“I mean, what did he really leave me?” I asked. “I didn’t even know his name until I was eighteen. Jon. Jonathan. Traeger.” I smiled almost morbidly. “I guess I could be Sienna Traeger if I wanted. Would she be a different person?” I felt the smile disappear. It wasn’t real, anyway. “No, he didn’t leave me anything. At least Winter gave me something.” I clenched my hand on the arm of the chair. “He gave me pain. Motivation to go past the moral line I’d drawn against killing. That could end up being important.” I looked at the stainless steel surface of the wall by the door and remembered one exactly like it in the old medical unit of the Directorate. “I’ve been past that line more times than I can count now. I live past that line, killing whenever I feel like there’s a need.” I sniffed and sat up straighter in my seat. “I killed half a dozen men in the last week alone. Watched even more than that die.” I stared straight into the distance, at the metal wall, and wondered if I’d see Wolfe’s face in it this time.

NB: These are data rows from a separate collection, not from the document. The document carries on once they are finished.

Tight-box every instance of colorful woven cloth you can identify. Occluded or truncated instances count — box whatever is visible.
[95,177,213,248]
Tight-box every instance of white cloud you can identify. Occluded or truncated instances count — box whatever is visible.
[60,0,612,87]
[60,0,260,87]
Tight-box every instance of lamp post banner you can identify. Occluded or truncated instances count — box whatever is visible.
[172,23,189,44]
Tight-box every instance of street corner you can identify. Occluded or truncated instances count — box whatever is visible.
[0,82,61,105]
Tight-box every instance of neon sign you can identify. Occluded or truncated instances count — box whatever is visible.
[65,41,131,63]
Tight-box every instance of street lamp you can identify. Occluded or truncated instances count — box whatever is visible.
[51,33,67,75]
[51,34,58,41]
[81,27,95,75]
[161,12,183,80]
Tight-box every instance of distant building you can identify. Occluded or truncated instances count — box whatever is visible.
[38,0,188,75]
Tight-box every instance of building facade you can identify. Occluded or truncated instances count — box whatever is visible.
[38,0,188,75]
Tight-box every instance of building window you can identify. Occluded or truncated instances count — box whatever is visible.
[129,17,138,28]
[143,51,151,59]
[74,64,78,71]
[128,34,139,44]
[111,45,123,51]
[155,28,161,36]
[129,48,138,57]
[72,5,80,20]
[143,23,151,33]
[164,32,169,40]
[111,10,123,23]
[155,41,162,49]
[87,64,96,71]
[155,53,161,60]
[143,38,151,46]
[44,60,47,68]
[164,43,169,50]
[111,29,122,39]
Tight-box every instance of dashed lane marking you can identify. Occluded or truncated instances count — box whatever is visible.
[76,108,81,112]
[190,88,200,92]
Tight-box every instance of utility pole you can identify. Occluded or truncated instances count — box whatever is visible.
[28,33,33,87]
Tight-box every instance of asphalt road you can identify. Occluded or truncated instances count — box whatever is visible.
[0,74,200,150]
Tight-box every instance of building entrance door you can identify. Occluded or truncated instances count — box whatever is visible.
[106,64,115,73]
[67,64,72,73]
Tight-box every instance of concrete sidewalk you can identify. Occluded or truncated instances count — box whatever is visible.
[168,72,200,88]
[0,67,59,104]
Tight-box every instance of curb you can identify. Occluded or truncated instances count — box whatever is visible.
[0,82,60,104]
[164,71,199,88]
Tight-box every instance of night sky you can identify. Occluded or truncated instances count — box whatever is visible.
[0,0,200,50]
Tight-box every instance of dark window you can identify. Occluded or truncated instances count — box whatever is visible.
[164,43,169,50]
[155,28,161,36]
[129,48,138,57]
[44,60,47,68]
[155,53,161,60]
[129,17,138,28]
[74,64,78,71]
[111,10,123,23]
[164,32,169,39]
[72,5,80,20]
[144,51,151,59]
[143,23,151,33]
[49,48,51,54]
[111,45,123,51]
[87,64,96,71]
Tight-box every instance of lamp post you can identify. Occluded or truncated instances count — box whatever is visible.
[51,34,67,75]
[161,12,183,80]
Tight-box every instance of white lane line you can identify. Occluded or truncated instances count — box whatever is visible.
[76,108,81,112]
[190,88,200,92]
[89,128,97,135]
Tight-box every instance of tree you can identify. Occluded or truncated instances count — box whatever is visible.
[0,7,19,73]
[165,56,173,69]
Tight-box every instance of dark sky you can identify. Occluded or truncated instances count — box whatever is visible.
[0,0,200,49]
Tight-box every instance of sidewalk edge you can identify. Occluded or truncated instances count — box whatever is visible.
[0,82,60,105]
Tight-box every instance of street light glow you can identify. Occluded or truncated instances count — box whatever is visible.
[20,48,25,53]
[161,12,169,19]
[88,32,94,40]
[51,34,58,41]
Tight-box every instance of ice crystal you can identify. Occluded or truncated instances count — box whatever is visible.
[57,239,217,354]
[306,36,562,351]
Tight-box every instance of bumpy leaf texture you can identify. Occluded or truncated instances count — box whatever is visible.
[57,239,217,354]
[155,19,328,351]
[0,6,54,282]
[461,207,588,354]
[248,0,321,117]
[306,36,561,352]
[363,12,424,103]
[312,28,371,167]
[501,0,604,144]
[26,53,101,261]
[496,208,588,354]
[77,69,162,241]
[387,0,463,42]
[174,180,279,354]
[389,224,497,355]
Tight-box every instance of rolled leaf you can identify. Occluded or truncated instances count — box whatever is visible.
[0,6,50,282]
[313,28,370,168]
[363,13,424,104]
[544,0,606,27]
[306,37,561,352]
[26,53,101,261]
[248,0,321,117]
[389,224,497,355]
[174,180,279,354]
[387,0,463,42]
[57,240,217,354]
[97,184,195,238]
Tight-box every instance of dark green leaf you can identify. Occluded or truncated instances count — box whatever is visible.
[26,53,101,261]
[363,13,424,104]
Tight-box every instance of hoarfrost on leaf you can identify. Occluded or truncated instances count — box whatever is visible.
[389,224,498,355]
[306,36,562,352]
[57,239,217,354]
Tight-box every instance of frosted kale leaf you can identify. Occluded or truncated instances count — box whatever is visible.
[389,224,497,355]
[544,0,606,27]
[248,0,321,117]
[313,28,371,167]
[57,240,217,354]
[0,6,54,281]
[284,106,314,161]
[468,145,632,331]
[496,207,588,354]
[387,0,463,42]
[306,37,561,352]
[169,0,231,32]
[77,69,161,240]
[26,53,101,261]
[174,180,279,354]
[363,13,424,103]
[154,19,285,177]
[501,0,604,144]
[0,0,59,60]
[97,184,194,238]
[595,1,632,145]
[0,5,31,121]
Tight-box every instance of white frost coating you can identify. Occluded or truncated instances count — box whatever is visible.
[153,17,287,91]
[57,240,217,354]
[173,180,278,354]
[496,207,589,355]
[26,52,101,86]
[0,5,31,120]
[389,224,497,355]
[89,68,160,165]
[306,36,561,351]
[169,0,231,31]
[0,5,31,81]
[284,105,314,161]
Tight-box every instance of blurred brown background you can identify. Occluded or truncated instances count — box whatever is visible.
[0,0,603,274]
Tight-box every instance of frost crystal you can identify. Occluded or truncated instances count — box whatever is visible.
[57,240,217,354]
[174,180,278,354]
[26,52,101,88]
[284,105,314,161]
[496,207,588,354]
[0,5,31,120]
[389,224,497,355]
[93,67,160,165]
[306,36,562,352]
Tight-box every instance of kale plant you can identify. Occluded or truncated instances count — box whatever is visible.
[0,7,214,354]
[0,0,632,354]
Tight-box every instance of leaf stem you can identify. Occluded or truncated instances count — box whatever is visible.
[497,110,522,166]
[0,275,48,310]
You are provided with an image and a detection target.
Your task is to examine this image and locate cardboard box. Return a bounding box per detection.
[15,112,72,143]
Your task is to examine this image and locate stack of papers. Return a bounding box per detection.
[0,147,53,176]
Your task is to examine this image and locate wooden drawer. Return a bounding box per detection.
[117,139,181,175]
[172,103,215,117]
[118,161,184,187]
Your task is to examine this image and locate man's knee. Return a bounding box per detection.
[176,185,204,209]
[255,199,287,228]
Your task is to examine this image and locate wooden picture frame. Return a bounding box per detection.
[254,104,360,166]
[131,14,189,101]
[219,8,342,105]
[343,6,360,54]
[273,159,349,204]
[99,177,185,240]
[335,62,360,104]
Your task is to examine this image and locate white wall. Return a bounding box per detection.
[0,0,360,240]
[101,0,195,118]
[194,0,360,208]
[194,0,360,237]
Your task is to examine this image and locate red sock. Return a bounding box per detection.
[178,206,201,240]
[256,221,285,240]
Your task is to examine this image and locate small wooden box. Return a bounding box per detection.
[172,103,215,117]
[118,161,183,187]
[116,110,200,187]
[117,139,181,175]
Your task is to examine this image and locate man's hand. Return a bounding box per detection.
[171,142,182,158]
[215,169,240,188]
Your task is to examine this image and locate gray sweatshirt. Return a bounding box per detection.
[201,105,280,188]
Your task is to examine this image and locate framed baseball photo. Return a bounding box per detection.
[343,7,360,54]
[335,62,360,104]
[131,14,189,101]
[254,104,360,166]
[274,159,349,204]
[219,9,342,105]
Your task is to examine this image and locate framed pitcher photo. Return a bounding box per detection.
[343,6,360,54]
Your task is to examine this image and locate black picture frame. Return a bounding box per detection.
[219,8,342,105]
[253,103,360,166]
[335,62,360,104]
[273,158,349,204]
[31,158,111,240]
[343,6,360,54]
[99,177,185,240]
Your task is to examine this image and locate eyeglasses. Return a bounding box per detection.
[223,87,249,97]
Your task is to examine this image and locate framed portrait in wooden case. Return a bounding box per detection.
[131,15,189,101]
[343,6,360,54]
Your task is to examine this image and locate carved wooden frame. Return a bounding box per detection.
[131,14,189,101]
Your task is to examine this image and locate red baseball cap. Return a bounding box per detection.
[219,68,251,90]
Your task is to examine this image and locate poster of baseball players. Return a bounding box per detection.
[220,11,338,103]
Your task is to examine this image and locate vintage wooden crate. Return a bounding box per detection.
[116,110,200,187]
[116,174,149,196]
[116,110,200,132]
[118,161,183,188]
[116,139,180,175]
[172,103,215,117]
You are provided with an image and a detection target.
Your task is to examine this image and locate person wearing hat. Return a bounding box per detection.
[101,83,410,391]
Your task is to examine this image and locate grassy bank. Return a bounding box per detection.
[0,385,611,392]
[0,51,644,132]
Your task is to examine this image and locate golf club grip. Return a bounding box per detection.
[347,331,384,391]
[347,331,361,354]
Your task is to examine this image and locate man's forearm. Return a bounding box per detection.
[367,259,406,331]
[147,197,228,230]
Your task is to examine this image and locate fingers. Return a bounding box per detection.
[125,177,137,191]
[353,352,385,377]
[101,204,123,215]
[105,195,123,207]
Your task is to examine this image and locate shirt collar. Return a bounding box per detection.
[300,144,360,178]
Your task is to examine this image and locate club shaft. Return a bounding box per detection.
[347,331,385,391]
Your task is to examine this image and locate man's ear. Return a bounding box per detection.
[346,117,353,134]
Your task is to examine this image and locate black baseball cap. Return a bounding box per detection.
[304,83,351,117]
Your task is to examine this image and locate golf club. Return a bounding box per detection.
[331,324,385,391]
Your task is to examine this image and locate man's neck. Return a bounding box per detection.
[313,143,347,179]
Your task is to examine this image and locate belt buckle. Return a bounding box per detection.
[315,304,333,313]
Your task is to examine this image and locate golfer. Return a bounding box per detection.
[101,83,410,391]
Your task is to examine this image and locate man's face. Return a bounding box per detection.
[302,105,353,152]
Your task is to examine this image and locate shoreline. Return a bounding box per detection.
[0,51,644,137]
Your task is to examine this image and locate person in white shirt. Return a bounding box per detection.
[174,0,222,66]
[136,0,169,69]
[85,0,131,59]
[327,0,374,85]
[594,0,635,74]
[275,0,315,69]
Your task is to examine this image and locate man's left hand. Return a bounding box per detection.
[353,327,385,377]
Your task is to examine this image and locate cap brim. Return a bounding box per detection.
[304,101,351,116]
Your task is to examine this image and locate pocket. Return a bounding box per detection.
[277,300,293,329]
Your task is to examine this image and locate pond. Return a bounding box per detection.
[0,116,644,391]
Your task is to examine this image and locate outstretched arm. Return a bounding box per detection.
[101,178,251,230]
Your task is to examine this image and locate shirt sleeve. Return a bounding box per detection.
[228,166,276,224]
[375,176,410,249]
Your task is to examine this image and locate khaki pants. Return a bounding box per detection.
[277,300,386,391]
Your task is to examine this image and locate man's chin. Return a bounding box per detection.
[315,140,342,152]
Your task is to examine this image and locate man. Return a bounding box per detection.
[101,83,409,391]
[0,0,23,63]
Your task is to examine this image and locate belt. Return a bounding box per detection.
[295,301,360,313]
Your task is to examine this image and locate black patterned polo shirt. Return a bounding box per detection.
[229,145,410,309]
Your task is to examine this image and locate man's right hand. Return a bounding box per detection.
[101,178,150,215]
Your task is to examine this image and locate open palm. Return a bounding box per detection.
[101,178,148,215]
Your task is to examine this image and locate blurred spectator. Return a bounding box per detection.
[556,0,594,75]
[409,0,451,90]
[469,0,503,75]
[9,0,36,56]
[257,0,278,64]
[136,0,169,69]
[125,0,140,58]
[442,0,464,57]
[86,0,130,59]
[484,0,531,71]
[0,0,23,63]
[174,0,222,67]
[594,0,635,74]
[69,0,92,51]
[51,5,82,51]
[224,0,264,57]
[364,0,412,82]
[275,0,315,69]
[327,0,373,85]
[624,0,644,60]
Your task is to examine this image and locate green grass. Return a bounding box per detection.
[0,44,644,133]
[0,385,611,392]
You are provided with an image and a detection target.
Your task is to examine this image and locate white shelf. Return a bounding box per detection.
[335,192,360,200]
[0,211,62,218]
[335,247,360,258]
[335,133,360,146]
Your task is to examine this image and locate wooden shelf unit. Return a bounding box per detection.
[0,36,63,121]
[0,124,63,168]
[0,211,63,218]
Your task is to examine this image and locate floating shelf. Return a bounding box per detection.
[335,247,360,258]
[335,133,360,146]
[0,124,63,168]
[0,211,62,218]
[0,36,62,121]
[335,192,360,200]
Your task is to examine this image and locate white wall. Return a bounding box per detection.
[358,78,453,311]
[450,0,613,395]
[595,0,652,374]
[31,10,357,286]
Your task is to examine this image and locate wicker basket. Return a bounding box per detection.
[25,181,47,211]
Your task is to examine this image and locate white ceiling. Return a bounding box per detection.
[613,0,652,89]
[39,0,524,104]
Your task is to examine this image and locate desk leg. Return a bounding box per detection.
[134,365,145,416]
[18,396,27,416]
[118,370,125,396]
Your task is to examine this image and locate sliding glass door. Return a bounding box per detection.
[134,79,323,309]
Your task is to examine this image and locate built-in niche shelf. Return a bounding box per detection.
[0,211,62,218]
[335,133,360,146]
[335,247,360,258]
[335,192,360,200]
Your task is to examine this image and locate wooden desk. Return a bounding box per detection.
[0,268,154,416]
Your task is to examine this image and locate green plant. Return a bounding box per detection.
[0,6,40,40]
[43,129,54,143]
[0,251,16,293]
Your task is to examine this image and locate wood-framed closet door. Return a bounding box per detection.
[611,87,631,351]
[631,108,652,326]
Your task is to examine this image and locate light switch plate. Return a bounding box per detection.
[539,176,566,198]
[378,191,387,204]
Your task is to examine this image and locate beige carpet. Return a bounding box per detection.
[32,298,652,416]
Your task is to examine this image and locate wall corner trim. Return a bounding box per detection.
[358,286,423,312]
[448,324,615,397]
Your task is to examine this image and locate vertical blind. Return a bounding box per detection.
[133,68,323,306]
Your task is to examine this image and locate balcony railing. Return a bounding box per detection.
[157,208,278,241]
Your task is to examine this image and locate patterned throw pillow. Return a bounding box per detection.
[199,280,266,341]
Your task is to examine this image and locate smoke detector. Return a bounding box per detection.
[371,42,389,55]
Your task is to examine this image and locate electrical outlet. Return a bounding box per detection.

I didn’t. Just my own looking back at me.
I leaned toward Janus. “Do you remember that time in the elevator at Omega? When I asked you if I was monster?” I felt myself fill with emotion. “You told me a monster wouldn’t care.” I held my hand over my mouth, like I was trying to hold in what was attempting to force its way out. “I’m not sure I care anymore, not when it comes to Century. I want to stop them, mostly, but it’s more than that now. I want to hurt them. Hurt Weissman for what he did to you, to the others. For how he made me feel—powerless, like I was a nothing. I want to break him,” I said, and felt the burn in my words. “I want to crush him, him and his boss.” I felt myself sniff a little. “It makes me wonder if you would think me a monster for wanting to do that, or if you’d reassure me the way you did in that elevator.” I felt a little warmth in my eyes. “Because I can’t remember anyone doing that for me before, not like that.” I sniffled, and felt the wetness on my cheeks. “Like my dad maybe would have done, if he’d been alive to do it.”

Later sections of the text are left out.